Now everything is running normal. I'm uploading a screen capture from the problematic device with the output of listpeers and listnetworks. Right now pinging without problem on the 4 networks. When I get the drop of networks 1 and 3 (which are the ones that fail), I will post the output of listpeers, listnetworks, to compare.

running_ok_listpeers_listnetworks_edited2

As said, right now the 4 networks are responding ok. Marked with an arrow the 2 networks that will fail. I will try to catch up a new capture when the 2 networks are failing. I will post the updated screen when that happens.

(edited; I made a mistake editing the screen capture, now is corrected)

user514 on 26 Sep 2018

Would like to add that in any case zerotier is wonderful!. Best piece of software I have seen in years. Sorry, need to say it.

user514 on 26 Sep 2018

As promised, here are the networks 1 and 3 falling for around ten minutes. Not doing anything strange on this computer when both networks drop (the unresponsive networks affects only this computer, which can't access any device on those two networks during the fail, other devices communicate ok between them during the fail).

Two networks stop responding at 13:31 in my NOX desktop device::
07_networks_1and3_dropped_edited
.
.
.
Status at central and at zerotier systray while drop is taking place (failing machine and ping destination machine seems right online):
08_status_in_central_during_drop_edited
.
.
.
.
Now the capture at 13:47 when both networks starts responding again without doing anything. (I could have forced them to come back online just by selecting zerotier adapter and disable/re-enable it, but for this test I prefer to leave them alone and wait for them to come back by it's own, it used to take about 5 or 10 minutes to come back if I did not force them... and wait for the next fail).

09_networks_1and3_10minutes_later_again_responding_edited

If somebody guess whats going on, or something i could try, let me know.
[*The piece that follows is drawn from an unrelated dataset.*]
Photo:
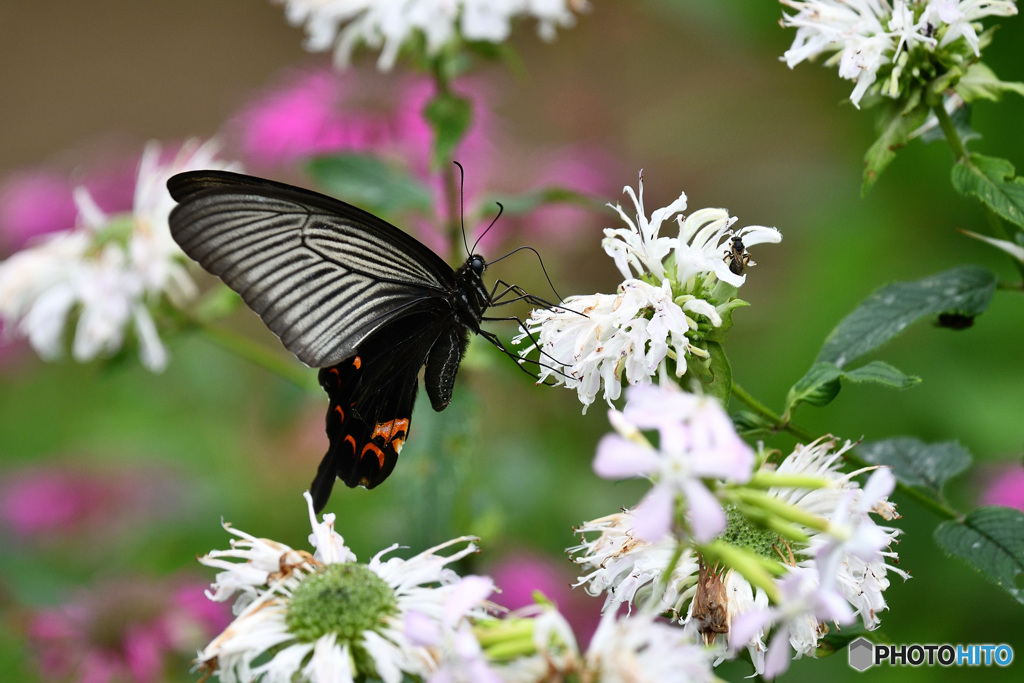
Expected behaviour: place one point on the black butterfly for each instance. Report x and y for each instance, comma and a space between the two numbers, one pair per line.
346, 292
And if this happens to anyone, let me know too. Thanks. I will let you know if I make any progress to solve it.

user514 on 26 Sep 2018

Hey sorry for making you do all that. I don't think I see anything strange.

You could also monitor/check

route print
cpu usage of zerotier-one ?

laduke on 26 Sep 2018

Hey sorry for making you do all that. I don't think I see anything strange.

No, thanks to you for telling things to check. Here is the route and the cpu usage, but right now 4 networks are ok. I'll try to check again and compare when 1 and 3 goes down.

10_route_print_edited

11_cpu_usage_when_pings_ok

To me it looks like I have something installed in this machine that is conflicting with zerotier networks. If somebody appears with the same problem we could check what we both have installed, and look for coincidences.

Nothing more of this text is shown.